An archaic by-law banning Parisian women from wearing trousers has finally been repealed 214 years after it was originally introduced.
The November 1799 decree stipulated that any woman wishing to wear men’s clothing in the French capital had to seek official permission from the city authorities.
It was amended two times a century later, when women were given the freedom to don “pantalons” [trousers] if they were “holding the handlebars of a bicycle or the reins of a horse.”
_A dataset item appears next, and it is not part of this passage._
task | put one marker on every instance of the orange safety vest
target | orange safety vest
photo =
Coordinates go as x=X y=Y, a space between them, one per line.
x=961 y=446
The decree was passed when the working class fashion of wearing long trousers (as opposed to the aristocratic knee-length “culottes”) became a symbol of the French revolution. The rule therefore symbolically barred women from the revolutionary rank and file, known at the time as the “sans-culottes”.
‘A museum piece’
In 2010, a group of Green Party lawmakers began a campaign to get the absurd by-law, held in the archives of the Paris Prefecture [police headquarters] and technically still in force, struck off permanently.
The group faced surprising resistance from the prefecture, which considered the effort “removing a piece of judicial archaeology” a “waste of time”.
A fresh application for the decree to be officially removed from the prefecture’s official documentation was made in 2012 by a member of parliament for the opposition UMP party.
This time, the request was taken seriously, and the 1799 law was last week officially confirmed null and void.
French Minister for Women’s Rights Najat Vallaud-Belkacem said the rule was “incompatible with the principles of equality between men and women that are written into the constitution, as well as in France’s European engagements.”
“Because of this incompatibility, this by-law is implicitly repealed,” she added. “It has absolutely no legal effect. The document is nothing but a museum piece.”